The owner of Manna, Billy Mellon, joined several other restauranteurs — including Rx owner James Doss, Surfhouse’s Craig Love, and husband and wife team Dean Neff and Lydia Clopton — in closing their doors and asking Cooper for a total restaurant shutdown before the governor’s office had started shuttering establishments.

“I love all guys downtown – Dram and Morsel, Caprice, all those guys — as we made our decision, we were looking out for the community that we serve in the interest of not (a) infecting that community and (b) not infecting ourselves and carry that over into the circles we travel in,” Edge said. “We felt like once we were all on the same page we needed to stay on that page.”

But not everyone was on the same page. In fact, closing down was a polarizing move, and some strongly disagreed, choosing instead to attempt a conversion to take-out and delivery models.

Edge said he understood that move, but it bothered him knowing some restaurants had closed as a sacrifice for the greater good, only to see other restaurants with crowded lines — inside dining rooms and at bars — waiting for food.

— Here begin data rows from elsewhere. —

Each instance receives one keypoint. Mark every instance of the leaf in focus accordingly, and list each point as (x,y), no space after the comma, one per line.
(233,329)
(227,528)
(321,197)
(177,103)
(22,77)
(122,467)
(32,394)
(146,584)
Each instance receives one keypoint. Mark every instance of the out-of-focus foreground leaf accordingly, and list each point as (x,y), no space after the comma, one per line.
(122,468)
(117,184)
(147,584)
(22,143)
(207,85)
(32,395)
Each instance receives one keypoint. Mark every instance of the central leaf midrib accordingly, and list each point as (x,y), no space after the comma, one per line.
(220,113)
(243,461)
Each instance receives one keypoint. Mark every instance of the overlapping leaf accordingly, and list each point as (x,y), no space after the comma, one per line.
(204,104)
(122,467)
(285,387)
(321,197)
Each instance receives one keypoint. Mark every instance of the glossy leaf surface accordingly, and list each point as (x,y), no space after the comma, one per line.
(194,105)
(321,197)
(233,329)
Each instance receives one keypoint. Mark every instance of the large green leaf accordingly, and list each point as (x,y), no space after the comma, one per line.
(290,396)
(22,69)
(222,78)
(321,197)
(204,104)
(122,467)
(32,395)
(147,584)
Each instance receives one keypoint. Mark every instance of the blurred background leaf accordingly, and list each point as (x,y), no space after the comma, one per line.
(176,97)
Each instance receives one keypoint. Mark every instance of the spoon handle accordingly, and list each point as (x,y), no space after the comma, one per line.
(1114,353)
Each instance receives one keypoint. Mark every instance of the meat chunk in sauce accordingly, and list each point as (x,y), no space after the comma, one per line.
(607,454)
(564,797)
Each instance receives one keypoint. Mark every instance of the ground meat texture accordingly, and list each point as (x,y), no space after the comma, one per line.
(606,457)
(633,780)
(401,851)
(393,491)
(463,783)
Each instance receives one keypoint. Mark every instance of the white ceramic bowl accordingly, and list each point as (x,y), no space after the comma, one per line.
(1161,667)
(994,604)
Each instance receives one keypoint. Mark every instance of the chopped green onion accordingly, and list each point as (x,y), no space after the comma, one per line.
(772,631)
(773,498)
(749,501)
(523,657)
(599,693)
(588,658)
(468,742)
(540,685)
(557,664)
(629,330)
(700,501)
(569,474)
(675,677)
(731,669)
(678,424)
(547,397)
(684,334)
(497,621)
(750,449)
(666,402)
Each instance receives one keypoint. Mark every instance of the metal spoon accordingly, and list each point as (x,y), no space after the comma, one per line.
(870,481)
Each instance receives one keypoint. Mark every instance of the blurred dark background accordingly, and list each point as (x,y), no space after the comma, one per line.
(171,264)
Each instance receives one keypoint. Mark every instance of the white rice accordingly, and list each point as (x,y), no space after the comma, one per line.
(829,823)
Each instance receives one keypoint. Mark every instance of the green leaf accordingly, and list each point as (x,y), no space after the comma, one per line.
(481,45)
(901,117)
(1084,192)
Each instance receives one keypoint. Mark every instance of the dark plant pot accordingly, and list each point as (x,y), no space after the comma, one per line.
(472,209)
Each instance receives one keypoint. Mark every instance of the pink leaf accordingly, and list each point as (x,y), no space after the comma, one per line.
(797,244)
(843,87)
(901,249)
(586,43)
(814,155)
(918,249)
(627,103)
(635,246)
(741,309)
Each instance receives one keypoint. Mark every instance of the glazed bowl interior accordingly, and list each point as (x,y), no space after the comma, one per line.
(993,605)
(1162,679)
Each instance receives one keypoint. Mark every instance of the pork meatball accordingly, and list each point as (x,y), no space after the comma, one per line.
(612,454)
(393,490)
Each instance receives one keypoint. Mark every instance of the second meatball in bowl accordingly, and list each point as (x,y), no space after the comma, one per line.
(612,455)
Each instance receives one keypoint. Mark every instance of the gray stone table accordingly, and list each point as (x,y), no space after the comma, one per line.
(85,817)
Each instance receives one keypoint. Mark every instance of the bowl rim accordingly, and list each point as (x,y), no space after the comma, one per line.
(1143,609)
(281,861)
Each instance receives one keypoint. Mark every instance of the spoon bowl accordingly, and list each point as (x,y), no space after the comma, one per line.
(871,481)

“There were definitely places that kind of threw a drive-through shack out their back door… but also, we saw people coming in to pick up take-out food and asking or a drink, and I saw people say ‘yeah, it’s cool, if you come in and order take-out I’ll pour you a beer at the bar.’ And it’s like, that’s not legal. That’s literally not legal right now,” Edge said.

Here were the same conditions that the Governor’s office was taking extreme measures to prevent, happening in spite of the closures, Edge said. The fear, Edge said, is that half-measures will only drag out the process — the longer that happens, the fewer employees and businesses make it, he said.

“We won’t be this in for only a few weeks unless we all shut everything down all together,” Edge said. “And, I understand how those decisions get made, just trying to survive. There’s a lot of fear and uncertainty and anxiety right now. It’s fear and loathing in the age of coronavirus.”

Then there’s a simpler issue — some food just isn’t for takeout.

“Manna is a dining room experience, it’s the service, it’s the table cloth and the atmosphere — but, also you don’t want a meal like that and take it away. These are dishes that aren’t meant to sit even a few minutes before being served and, so, as take away it’s just not right,” Edge said.

Despite the disruption, the disputes, and the devastation, Edge said he’s still optimistic about Wilmington’s restaurant scene and its ability to recover from the current shutdown.

“I don’t think it’s going to be pretty. But I know there’s a lot of love and there’s an ability to connect, to keep the network of hope, so that when one of us is down we can reach out and pull them up. Because that’s what it’s going to take to get through this,” Edge said. “It’s a good community to be a part of. I miss it. And I look forward to convening again for service.”